AI has not fared well in history, the new paper found


AI can succeed in certain tasks like coding or create a podcast. But it struggles to pass a high-level history exam, a new paper finds.

A group of researchers created a new benchmark to test the three leading large-scale language models (LLMs) — OpenAI’s GPT-4, Meta’s Llama, and Google’s Gemini — on historical queries. The benchmark, Hist-LLM, tests the correctness of answers according to the Seshat Global History Databank, an extensive database of historical knowledge named after the ancient Egyptian goddess of wisdom.

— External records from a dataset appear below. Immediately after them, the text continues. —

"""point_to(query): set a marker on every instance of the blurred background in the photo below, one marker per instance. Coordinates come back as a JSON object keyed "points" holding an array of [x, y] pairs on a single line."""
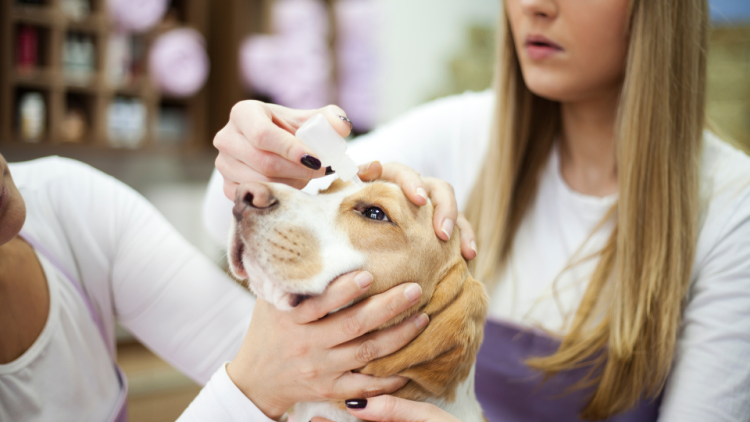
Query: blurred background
{"points": [[138, 88]]}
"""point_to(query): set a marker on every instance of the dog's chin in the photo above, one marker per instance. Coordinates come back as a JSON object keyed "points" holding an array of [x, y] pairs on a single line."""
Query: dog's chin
{"points": [[272, 292], [236, 266]]}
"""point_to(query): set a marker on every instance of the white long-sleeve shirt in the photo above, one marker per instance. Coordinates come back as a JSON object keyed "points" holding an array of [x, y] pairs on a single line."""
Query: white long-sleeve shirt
{"points": [[710, 379], [137, 270]]}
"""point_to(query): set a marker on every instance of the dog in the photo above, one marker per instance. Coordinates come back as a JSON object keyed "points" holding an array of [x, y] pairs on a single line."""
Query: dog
{"points": [[290, 245]]}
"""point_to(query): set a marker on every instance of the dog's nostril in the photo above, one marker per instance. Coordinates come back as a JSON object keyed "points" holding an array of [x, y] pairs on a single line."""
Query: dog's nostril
{"points": [[248, 199]]}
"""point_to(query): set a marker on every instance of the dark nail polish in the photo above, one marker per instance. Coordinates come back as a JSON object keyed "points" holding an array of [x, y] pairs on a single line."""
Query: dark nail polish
{"points": [[310, 162], [346, 119], [356, 403]]}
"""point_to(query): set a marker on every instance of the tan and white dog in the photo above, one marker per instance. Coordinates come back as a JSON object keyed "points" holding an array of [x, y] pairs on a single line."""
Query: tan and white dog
{"points": [[290, 245]]}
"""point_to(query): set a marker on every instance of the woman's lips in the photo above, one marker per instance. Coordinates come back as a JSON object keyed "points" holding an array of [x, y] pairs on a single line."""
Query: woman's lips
{"points": [[4, 194], [539, 47]]}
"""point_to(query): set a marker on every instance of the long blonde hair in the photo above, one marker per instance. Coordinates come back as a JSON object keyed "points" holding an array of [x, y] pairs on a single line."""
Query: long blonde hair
{"points": [[627, 324]]}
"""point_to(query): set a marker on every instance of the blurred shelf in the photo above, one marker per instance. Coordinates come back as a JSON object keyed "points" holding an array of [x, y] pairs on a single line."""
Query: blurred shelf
{"points": [[53, 27], [38, 15], [36, 78]]}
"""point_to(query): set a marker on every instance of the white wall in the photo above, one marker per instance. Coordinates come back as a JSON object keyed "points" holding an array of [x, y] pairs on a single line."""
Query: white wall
{"points": [[419, 37]]}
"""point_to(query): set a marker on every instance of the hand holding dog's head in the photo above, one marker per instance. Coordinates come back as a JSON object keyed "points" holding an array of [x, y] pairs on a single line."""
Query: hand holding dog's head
{"points": [[290, 245]]}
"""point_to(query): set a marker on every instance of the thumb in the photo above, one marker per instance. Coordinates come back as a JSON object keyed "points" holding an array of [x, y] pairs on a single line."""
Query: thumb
{"points": [[291, 119], [389, 408]]}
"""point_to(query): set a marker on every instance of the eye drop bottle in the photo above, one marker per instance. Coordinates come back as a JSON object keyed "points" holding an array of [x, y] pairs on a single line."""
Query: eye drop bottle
{"points": [[329, 146]]}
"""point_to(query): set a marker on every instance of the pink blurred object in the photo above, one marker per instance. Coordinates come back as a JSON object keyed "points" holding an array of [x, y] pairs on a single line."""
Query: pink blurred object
{"points": [[293, 66], [27, 48], [178, 62], [137, 15], [358, 25], [306, 20]]}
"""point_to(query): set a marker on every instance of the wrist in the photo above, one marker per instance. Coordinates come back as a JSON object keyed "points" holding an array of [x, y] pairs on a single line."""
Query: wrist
{"points": [[273, 409]]}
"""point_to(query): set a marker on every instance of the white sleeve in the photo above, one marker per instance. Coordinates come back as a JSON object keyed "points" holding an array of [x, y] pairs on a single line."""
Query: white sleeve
{"points": [[446, 138], [221, 400], [710, 377], [163, 290]]}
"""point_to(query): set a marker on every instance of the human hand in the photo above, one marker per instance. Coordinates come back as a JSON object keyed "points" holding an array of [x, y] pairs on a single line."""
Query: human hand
{"points": [[307, 355], [258, 145], [394, 409], [418, 189]]}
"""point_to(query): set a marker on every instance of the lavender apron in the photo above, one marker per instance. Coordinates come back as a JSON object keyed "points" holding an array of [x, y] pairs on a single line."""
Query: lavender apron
{"points": [[510, 391], [120, 412]]}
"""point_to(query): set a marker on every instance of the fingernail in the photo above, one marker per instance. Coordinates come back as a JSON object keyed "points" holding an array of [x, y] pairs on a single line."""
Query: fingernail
{"points": [[356, 403], [363, 279], [366, 167], [447, 227], [310, 162], [346, 119], [413, 292], [421, 321]]}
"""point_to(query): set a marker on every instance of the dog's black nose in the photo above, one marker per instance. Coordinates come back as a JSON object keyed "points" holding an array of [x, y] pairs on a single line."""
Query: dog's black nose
{"points": [[252, 196]]}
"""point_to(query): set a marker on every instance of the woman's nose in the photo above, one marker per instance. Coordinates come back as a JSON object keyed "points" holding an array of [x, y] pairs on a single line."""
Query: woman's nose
{"points": [[253, 196], [546, 9]]}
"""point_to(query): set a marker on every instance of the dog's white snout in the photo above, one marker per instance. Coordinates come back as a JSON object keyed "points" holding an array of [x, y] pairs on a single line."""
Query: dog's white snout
{"points": [[253, 196]]}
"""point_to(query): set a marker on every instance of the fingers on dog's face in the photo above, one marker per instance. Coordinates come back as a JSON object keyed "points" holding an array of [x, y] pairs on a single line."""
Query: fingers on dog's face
{"points": [[395, 235]]}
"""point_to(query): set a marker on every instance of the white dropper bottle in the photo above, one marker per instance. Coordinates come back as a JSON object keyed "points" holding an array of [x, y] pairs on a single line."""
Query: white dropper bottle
{"points": [[329, 146]]}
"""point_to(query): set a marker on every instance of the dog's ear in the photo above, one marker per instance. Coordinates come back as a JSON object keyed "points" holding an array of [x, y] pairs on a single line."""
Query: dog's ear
{"points": [[441, 357]]}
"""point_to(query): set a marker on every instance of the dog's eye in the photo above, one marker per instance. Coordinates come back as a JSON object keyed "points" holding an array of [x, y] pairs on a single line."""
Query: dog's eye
{"points": [[376, 213]]}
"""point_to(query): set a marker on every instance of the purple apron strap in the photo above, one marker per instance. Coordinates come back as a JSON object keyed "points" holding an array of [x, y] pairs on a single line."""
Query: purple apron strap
{"points": [[510, 391], [120, 412]]}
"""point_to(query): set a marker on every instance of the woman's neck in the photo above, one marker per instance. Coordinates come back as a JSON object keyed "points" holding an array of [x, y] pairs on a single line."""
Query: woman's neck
{"points": [[588, 162]]}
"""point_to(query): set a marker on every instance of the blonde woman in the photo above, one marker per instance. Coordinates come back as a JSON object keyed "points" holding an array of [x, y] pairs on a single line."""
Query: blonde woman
{"points": [[613, 230]]}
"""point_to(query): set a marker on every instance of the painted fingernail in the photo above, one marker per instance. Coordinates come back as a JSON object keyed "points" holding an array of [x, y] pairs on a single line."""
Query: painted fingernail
{"points": [[310, 162], [346, 119], [447, 227], [363, 279], [421, 321], [413, 292], [356, 403]]}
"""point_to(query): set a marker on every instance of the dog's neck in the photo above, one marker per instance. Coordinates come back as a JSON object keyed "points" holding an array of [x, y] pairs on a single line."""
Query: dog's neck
{"points": [[465, 406]]}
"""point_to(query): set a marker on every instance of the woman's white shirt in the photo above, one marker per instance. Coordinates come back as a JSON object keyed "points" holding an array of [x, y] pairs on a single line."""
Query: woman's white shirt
{"points": [[136, 269]]}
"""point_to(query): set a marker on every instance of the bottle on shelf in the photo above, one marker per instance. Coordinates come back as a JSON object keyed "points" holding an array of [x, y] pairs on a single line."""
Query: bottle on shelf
{"points": [[78, 58], [32, 113], [76, 9], [74, 125], [126, 122], [27, 48]]}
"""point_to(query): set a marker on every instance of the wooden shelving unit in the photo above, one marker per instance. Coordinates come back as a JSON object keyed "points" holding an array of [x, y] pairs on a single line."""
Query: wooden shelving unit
{"points": [[95, 94]]}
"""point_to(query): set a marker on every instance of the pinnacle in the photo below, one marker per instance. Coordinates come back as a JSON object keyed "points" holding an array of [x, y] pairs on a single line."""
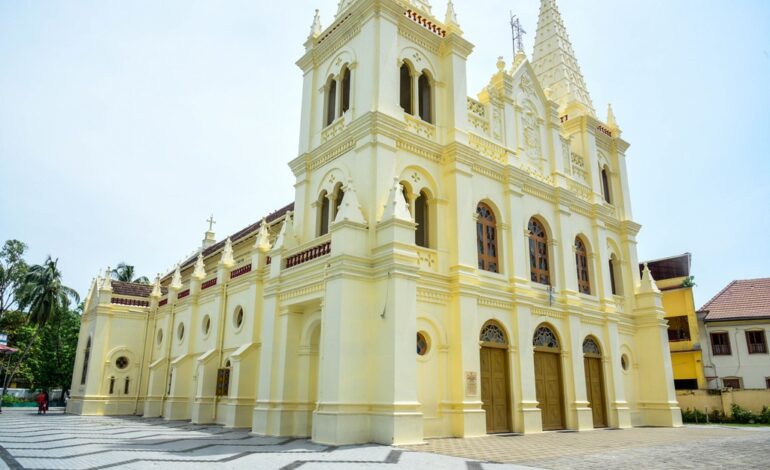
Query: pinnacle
{"points": [[554, 61]]}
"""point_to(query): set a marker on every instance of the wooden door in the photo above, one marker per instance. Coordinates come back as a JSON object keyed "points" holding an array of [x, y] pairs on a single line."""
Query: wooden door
{"points": [[595, 389], [495, 394], [549, 390]]}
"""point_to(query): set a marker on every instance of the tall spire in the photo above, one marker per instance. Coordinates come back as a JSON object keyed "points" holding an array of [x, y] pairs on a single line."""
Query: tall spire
{"points": [[555, 63]]}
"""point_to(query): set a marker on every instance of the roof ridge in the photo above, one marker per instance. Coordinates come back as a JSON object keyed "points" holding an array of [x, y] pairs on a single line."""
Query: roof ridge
{"points": [[707, 304]]}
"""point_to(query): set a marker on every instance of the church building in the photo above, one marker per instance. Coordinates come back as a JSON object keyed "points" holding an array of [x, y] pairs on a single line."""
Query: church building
{"points": [[450, 265]]}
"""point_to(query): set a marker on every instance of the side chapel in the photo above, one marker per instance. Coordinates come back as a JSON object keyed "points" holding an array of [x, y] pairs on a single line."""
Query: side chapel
{"points": [[450, 266]]}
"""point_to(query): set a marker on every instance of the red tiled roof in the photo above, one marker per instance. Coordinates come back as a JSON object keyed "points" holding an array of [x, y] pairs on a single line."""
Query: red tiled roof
{"points": [[747, 299], [133, 289]]}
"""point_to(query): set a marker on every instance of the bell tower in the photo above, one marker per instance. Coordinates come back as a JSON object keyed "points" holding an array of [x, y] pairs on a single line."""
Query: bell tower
{"points": [[384, 89]]}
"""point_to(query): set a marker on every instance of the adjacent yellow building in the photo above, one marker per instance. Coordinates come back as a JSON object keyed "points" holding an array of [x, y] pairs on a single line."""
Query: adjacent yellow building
{"points": [[450, 265], [672, 276]]}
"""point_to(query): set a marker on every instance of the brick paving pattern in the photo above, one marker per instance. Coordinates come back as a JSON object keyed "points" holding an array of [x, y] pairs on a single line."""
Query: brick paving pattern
{"points": [[59, 441], [701, 447]]}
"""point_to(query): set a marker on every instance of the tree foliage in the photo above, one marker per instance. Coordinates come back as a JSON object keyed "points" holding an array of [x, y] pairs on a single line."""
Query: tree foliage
{"points": [[13, 268]]}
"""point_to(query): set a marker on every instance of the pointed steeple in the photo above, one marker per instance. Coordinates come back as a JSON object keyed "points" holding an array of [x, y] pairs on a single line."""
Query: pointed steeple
{"points": [[262, 243], [227, 254], [156, 291], [450, 20], [395, 207], [199, 272], [555, 64], [176, 279], [647, 284], [315, 28]]}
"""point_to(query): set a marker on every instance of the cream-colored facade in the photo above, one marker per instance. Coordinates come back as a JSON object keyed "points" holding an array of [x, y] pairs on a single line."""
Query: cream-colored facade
{"points": [[396, 299]]}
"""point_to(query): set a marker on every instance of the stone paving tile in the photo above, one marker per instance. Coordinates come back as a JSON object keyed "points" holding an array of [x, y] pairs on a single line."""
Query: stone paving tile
{"points": [[647, 448], [58, 441]]}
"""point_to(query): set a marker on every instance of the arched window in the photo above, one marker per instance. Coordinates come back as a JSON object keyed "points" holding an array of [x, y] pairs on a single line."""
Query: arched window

The results, that presented last month at the high-profile AI conference NeurIPS, was disappointing, according to researchers associated with Complex Science Hub (CSH), a research institute based in Austria. The best performing LLM is GPT-4 Turbo, but it only achieves about 46% accuracy – not much higher than random guessing.

“The main takeaway from this study is that LLMs, while impressive, still lack the depth of understanding needed for advanced history. They are good for basic facts, but when it comes to the more nuanced , PhD-level historical inquiry, they are not yet up to the task,” said Maria del Rio-Chanona, one of the paper’s co-authors and associate professor of computer science at University College London.

Researchers share sample questions with TechCrunch that LLMs get wrong. For example, GPT-4 Turbo was asked if scale armor existed in a certain time period in ancient Egypt. LLM said yes, but the technology only appeared in Egypt 1,500 years ago.

Why are LLMs so bad at answering technical history questions, when they can be so good at answering more complex questions about things like coding? Del Rio-Chanona told TechCrunch that’s likely because LLMs tend to extrapolate from historical data that is too prominent, making it difficult to capture more obscure historical knowledge.

For example, researchers have asked GPT-4 if ancient Egypt had a professional standing army at a certain period in history. While the correct answer is no, LLM answers that it is wrong to do so. This is likely because there is more public information about other ancient empires, such as Persia, that had standing armies.

“If you’re told A and B 100 times, and C 1 time, and then asked about C, you can remember A and B and try to extrapolate from that,” says del Rio-Chanona .

The researchers also identified other trends, including the OpenAI and Llama models performing worse for some regions such as sub-Saharan Africa, suggesting potential biases in their training data. .

The results show that LLMs are still not a substitute for humans when it comes to some domains, said Peter Turchin, who led the study and is a CSH faculty member.

But researchers still hope that LLMs will help historians in the future. They are working to refine their benchmark by including more data from underrepresented regions and adding more complex questions.

“Overall, while our results highlight areas where LLMs need improvement, they also highlight the potential for these models to aid historical research,” the paper reads.